Overall maternal lipids, including  TG, LDL-C and HDL-C, did not have any clear impact on PW, and they had little or no impact on the estimated effect of maternal BMI on PW. The latter indicates that maternal lipids were not important mediators in the association between maternal pBMI and PW.

Strength and limitations

This study included two separate and independent human cohorts that allowed a longitudinal perspective and a detailed study of the maternal and fetal side of the placenta on the association between maternal weight status and PW.

The longitudinal STORK gives the opportunity to study the impact of factors from both early and late pregnancy. Pregestational weight was not available. It is possible that the weight gain in the first trimester is of importance for placental growth and function and may explain some of the discrepancies between the cohorts [65]. Furthermore, longitudinal assessments of placental growth were not available.
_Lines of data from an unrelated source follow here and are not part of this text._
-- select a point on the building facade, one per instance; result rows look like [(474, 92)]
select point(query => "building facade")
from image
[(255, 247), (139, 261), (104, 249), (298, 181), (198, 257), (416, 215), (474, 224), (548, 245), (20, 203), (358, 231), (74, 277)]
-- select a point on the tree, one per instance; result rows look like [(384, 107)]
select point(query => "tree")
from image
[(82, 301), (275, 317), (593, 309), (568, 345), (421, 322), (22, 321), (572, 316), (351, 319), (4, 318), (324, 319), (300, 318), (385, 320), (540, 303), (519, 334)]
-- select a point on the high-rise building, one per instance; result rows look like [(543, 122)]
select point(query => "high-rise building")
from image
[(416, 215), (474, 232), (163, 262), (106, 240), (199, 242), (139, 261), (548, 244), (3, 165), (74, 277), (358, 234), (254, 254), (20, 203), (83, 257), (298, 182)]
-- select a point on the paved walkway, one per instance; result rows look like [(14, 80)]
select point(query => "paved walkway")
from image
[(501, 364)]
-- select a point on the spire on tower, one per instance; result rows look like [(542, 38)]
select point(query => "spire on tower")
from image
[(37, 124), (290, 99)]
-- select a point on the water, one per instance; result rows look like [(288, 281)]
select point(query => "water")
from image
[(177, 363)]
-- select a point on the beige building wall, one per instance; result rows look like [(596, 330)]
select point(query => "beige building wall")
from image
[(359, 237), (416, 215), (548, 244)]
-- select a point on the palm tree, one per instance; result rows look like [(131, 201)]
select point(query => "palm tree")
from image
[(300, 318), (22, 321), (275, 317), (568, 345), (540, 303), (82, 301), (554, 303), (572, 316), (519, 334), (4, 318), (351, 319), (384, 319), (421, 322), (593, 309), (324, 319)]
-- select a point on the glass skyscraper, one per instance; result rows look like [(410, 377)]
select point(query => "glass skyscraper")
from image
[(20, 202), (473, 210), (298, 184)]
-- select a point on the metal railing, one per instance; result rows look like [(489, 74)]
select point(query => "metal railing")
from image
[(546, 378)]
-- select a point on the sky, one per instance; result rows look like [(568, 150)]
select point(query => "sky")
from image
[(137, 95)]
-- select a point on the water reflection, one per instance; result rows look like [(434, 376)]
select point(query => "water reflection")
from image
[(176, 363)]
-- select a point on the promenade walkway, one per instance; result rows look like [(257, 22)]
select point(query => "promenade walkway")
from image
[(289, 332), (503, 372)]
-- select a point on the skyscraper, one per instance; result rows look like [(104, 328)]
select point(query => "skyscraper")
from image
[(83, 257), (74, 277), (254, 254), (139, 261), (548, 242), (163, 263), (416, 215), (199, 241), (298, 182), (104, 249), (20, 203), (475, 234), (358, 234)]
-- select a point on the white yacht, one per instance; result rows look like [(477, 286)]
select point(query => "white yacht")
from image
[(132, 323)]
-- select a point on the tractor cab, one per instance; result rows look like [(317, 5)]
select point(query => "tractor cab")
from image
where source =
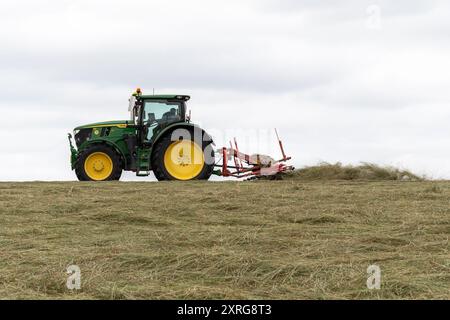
[(153, 113)]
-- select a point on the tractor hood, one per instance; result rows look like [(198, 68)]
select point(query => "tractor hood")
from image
[(117, 123)]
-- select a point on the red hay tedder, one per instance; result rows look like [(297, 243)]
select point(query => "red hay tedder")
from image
[(251, 166)]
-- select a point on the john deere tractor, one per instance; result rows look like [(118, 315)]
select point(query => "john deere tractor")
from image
[(158, 137)]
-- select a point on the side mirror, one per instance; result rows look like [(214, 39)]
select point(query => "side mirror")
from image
[(151, 118)]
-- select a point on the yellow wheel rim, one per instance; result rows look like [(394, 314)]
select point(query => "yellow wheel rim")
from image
[(184, 160), (98, 166)]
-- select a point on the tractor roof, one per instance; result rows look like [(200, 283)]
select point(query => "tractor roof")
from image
[(166, 97)]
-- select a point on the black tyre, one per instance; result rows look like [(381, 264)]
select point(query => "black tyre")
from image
[(98, 163), (182, 159)]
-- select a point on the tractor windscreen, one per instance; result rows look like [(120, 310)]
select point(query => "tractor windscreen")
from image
[(133, 109), (161, 112)]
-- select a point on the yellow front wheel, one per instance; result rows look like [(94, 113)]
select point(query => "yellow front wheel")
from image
[(98, 163), (182, 160), (98, 166)]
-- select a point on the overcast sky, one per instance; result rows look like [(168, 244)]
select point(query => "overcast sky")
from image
[(345, 81)]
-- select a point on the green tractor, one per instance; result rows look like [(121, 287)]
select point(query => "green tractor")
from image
[(158, 137)]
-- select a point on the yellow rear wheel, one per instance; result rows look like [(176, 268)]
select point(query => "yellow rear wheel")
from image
[(184, 159), (98, 166)]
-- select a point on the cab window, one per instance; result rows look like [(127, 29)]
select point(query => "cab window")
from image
[(161, 112)]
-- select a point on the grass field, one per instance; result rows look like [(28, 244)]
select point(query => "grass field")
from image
[(258, 240)]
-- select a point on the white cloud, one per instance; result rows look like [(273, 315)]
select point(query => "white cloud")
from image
[(337, 90)]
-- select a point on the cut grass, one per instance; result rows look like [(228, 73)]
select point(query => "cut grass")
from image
[(364, 171), (236, 240)]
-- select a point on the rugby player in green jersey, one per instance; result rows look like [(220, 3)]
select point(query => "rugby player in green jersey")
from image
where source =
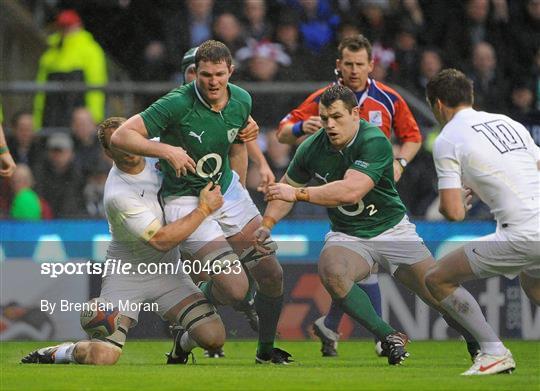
[(352, 161), (197, 124)]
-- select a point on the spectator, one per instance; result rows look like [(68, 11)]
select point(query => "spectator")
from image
[(23, 142), (303, 65), (257, 26), (490, 87), (228, 30), (318, 23), (525, 36), (87, 149), (72, 56), (430, 64), (407, 54), (58, 180), (262, 61), (25, 204), (522, 108)]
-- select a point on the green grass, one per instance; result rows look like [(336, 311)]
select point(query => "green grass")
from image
[(432, 366)]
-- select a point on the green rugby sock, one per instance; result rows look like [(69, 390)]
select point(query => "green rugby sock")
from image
[(268, 309), (358, 306)]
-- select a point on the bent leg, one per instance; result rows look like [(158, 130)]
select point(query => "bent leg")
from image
[(339, 268), (443, 281)]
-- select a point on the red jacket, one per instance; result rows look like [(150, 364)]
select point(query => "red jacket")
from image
[(379, 105)]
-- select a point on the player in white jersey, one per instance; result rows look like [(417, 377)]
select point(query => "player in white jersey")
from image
[(496, 158), (139, 235)]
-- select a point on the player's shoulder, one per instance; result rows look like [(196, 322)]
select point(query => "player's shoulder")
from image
[(369, 131)]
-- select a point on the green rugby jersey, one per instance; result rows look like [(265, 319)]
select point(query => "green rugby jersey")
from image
[(369, 152), (182, 118)]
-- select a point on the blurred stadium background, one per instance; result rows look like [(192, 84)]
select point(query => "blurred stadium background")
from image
[(284, 50)]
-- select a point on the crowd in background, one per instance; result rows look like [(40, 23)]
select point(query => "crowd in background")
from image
[(495, 42)]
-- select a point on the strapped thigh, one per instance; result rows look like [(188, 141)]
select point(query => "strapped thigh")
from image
[(196, 313)]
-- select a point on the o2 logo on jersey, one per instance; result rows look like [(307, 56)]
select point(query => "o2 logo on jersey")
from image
[(359, 209), (231, 134), (502, 135), (204, 167)]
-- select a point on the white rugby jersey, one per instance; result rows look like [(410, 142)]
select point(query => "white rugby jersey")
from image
[(134, 215), (497, 158)]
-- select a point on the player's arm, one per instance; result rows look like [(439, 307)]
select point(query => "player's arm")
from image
[(452, 203), (239, 161), (350, 190), (141, 222), (132, 137), (7, 165), (265, 172), (275, 211), (290, 132)]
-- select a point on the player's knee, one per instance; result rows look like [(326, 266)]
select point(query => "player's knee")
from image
[(531, 287), (332, 274), (272, 279), (102, 353)]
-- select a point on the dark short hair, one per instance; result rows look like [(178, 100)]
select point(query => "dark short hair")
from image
[(339, 92), (213, 51), (109, 123), (354, 44), (451, 87)]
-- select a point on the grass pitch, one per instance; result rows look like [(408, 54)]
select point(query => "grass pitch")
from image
[(431, 366)]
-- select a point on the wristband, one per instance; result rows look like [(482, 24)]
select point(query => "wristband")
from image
[(297, 129), (268, 222), (302, 194), (204, 209)]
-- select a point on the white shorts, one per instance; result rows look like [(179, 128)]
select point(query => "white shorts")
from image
[(165, 290), (503, 253), (238, 209), (399, 245)]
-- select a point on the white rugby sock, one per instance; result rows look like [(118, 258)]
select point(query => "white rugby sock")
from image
[(64, 354), (462, 306), (187, 343)]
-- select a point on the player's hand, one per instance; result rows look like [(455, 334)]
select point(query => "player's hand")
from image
[(211, 197), (467, 198), (267, 177), (7, 165), (262, 234), (311, 125), (281, 191), (179, 160), (250, 132), (398, 171)]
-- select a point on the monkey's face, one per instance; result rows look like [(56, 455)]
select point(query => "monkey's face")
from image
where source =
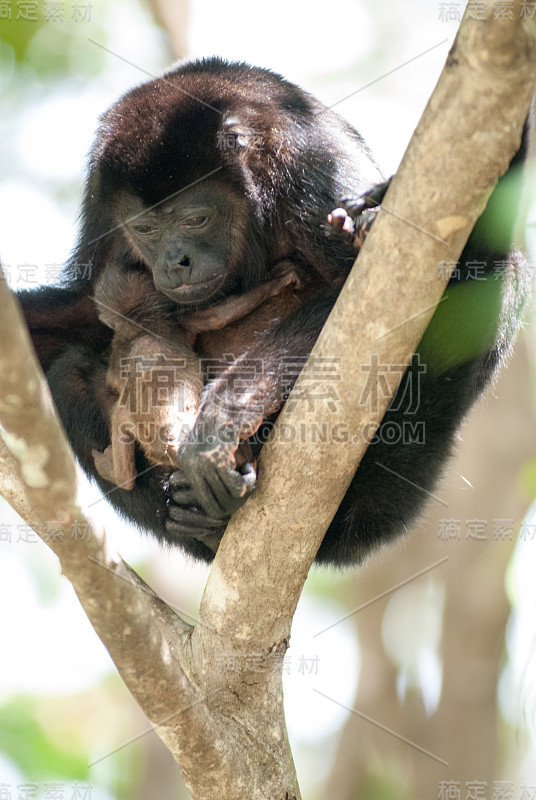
[(190, 241)]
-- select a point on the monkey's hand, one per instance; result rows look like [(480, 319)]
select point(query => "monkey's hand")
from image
[(210, 476), (353, 220)]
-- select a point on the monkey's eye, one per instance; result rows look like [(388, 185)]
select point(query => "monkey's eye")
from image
[(196, 222), (143, 228)]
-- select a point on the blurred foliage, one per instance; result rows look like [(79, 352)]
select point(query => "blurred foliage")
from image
[(528, 478), (43, 36), (27, 743)]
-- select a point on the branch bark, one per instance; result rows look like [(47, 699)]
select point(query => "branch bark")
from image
[(226, 726)]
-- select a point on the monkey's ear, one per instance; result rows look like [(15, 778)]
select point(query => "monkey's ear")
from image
[(237, 130)]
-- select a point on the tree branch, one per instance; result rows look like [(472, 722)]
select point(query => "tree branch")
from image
[(226, 727)]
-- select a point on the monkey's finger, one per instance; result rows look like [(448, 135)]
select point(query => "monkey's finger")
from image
[(226, 489), (178, 480), (184, 497)]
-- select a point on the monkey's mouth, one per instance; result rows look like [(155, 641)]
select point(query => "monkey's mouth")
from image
[(195, 292)]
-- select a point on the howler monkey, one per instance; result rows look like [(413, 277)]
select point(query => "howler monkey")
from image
[(201, 184)]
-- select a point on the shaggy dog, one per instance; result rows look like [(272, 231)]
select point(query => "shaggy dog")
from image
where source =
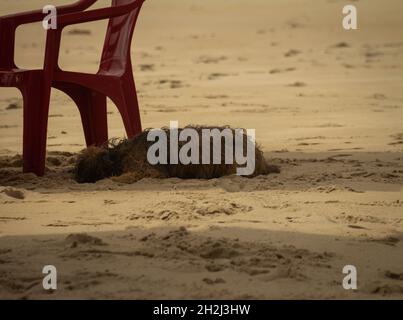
[(126, 161)]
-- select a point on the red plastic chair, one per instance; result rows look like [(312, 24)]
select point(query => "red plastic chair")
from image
[(89, 91)]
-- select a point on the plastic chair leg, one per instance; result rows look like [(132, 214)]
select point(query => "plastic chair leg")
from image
[(36, 109), (93, 110), (128, 107)]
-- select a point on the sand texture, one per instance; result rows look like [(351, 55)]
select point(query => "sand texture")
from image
[(327, 106)]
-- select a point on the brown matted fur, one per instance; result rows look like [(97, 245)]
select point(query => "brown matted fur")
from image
[(126, 161)]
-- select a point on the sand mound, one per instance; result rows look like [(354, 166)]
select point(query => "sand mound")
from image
[(126, 161)]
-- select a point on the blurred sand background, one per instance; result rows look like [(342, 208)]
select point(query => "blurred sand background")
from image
[(327, 106)]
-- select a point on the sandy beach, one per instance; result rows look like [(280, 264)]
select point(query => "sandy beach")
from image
[(327, 106)]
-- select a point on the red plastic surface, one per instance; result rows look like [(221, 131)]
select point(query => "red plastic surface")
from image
[(89, 91)]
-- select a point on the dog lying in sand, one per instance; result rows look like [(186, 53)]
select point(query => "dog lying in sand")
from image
[(126, 161)]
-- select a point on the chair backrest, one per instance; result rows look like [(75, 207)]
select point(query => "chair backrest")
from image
[(116, 52)]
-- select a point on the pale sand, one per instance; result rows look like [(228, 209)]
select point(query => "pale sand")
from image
[(338, 140)]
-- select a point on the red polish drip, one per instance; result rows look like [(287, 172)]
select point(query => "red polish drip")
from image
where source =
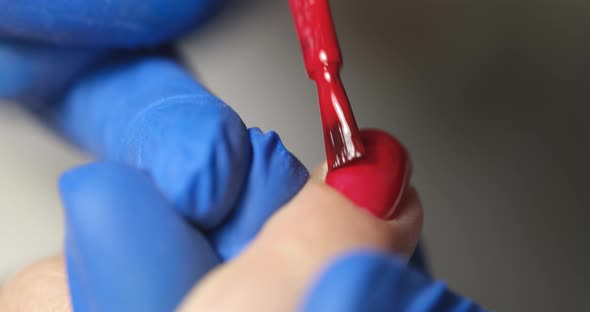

The 4-vessel cohort is an invasive human in vivo study, which allows detailed studies of both maternal and fetal variables [32, 66]. However, the cross-sectional design on term pregnant women precludes its validity for other stages of pregnancy. The pregestational weight in the antenatal health cards was mainly self-reported; therefore, there is a risk of reporting bias. However, self-reported weight data from antenatal health cards are regarded as acceptable as weight references [27].

Sample sizes were carefully taken into account when planning the analyses by the selection of variables and by restricting the complexity of the analyses. Nevertheless, we acknowledge that the number of variables is large relative to group size and that this affects the precision of the effect estimates. Therefore, we considered the coefficient of determination (R2) when analyzing the data because it is robust, e.g., against issues of multi-collinearity. In addition to the β [95% CI] and p-value, we also report the standardized effects (std. β) to allow a comparison of the relative effects between different variables.

Conclusions

The association between BMI and PW was non-linear: an association was observed for BMI <25, but no additional increase in PW for BMI ≥25. Our analyses suggest that leptin may be involved in the non-linear association through a placental–adipose tissue interplay. Maternal early pregnancy insulin and fetal insulin at term were associated with PW, in line with a shift in placental insulin sensitivity from the maternal to the fetal side of the placenta.